Monday, March 22, 2010

Our Cyborgian Selves, Part I

"We are all dreaming cyborg dreams. While our children imagine "morphing" into metallic cyber-reptiles, our computer scientists dream themselves immortal. They imagine themselves thinking forever, downloaded onto machines"

--Sherry Turkle




(There is an episode of The X-files called Kill Switch written by William Gibson (of Neuromancer fame) that deals with this very thing--the concept of downloading human consciousness to create a kind of immortal electronic self. That show just rocked. Seriously.)

Most of our cyborg dreams are a little less outlandish, of course.

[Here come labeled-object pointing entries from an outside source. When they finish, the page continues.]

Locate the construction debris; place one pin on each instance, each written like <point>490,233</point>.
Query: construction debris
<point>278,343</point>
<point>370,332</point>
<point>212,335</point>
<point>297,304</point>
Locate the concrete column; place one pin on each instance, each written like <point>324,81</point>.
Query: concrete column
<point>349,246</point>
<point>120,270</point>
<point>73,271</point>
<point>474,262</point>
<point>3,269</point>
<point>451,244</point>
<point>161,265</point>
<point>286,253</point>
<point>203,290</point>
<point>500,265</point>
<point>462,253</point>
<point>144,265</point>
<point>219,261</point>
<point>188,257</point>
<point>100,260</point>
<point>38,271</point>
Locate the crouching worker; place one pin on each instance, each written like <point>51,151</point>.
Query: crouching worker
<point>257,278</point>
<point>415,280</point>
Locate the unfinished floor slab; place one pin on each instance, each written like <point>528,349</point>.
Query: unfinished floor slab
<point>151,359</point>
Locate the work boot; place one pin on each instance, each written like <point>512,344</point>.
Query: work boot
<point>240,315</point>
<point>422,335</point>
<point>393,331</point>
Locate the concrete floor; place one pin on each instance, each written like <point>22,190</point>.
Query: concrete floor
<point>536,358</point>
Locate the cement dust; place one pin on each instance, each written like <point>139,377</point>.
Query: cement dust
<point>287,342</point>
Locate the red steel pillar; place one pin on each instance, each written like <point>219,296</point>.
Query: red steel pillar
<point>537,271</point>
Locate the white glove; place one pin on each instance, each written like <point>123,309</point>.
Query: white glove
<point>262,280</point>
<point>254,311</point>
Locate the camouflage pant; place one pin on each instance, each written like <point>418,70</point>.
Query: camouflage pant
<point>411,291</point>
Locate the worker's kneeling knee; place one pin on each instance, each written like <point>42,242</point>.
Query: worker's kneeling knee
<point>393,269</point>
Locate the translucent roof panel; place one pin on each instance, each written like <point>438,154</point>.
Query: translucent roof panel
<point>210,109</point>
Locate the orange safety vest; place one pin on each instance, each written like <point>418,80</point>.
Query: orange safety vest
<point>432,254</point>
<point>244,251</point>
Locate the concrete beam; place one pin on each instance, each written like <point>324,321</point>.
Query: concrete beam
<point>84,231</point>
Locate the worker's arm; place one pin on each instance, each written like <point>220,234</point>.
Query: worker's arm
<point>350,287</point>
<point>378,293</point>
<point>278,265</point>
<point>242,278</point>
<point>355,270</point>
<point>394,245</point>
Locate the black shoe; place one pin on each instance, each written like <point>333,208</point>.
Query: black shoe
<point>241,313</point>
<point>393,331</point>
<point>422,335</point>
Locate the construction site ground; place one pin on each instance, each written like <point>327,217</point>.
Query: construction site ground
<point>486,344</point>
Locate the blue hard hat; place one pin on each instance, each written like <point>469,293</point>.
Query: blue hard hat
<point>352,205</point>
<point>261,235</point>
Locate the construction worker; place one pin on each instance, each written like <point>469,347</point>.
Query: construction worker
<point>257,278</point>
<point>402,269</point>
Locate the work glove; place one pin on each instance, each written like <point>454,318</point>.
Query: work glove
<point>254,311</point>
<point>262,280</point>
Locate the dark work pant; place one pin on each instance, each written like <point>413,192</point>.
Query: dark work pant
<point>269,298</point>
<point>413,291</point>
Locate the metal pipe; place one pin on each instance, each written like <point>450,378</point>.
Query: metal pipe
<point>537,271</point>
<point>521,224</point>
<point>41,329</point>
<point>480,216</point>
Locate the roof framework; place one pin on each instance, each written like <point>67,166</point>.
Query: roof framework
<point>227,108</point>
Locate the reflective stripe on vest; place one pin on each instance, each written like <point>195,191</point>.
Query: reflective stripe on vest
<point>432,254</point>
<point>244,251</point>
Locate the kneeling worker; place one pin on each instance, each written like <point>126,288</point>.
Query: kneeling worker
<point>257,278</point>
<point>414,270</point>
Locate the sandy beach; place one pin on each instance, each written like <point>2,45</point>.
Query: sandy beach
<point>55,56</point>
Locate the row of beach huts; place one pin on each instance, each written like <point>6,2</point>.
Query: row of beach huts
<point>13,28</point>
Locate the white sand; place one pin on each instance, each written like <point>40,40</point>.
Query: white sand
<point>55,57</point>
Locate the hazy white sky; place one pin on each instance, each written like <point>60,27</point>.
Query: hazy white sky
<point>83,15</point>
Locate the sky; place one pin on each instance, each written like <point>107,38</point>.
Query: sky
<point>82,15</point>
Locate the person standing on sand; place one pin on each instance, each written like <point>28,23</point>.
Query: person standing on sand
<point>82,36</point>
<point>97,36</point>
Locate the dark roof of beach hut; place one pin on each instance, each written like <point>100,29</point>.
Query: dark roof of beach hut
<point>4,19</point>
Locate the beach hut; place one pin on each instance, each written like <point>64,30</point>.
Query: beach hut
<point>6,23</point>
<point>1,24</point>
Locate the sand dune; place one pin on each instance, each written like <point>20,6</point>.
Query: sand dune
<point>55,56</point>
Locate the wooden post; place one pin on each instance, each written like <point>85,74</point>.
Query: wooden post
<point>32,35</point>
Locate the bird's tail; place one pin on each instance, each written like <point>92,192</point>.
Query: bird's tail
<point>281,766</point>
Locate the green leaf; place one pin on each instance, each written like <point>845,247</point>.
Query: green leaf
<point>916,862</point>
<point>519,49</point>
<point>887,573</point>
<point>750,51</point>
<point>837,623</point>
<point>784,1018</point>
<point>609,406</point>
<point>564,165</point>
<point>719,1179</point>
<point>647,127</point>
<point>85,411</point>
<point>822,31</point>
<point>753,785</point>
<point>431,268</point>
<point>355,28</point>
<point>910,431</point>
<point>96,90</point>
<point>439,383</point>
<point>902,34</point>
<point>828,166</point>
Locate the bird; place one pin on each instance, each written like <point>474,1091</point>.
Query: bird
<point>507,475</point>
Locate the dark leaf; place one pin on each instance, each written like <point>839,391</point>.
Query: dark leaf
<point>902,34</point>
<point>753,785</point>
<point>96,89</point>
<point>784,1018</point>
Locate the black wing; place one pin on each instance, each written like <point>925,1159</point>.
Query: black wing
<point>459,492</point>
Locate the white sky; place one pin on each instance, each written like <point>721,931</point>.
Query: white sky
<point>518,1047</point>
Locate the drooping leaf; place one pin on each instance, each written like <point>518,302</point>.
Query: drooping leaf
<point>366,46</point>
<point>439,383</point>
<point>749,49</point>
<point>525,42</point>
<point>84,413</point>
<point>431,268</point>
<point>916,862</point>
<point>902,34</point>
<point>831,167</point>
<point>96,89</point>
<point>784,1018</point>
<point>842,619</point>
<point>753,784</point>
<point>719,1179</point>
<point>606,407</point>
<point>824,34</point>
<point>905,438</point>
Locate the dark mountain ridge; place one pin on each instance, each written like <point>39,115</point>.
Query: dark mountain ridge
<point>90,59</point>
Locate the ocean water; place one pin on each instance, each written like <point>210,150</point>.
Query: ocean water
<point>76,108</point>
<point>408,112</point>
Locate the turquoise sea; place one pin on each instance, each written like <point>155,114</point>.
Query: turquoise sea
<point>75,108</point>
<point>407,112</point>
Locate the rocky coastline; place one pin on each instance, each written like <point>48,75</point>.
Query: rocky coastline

Dana has been talking about social networking at My Gorgeous Somewhere & I cannot stop thinking about how much we depend on machines to maintain our connection to the outside world. On the one hand, I am grateful for the opportunities social networking sites like Facebook & Twitter make possible, this closing of distance via the computer screen so we might (virtually) see so many different faces, hear so many different voices. On the other hand, there is something of a disconnect, too. Sometimes I log in to Facebook & read the status updates & think How lonely everyone seems or How anxious we all are to form these networks...

Sherry Turkle wrote Life on the Screen in 1995, but so much of the book still seems relevant today. Our interactions may have moved from Internet Relay Chat (IRC) and Multi-User-Dungeons (MUDs) to Facebook & Twitter but the concepts haven't changed: our protean, cyborgian selves, the resultant fragmentation & disconnection coupled with the instinct to use the computer to "retribalize" (178). It's all still happening fifteen years down the electronic road.

It brings to mind a line from Allen Ginsberg's Howl: "angelheaded hipsters burning for the ancient heavenly / connection to the starry dynamo in the machinery of night" & I think he could have just as easily been talking about cyberspace, had it been written about 40 or 50 years later.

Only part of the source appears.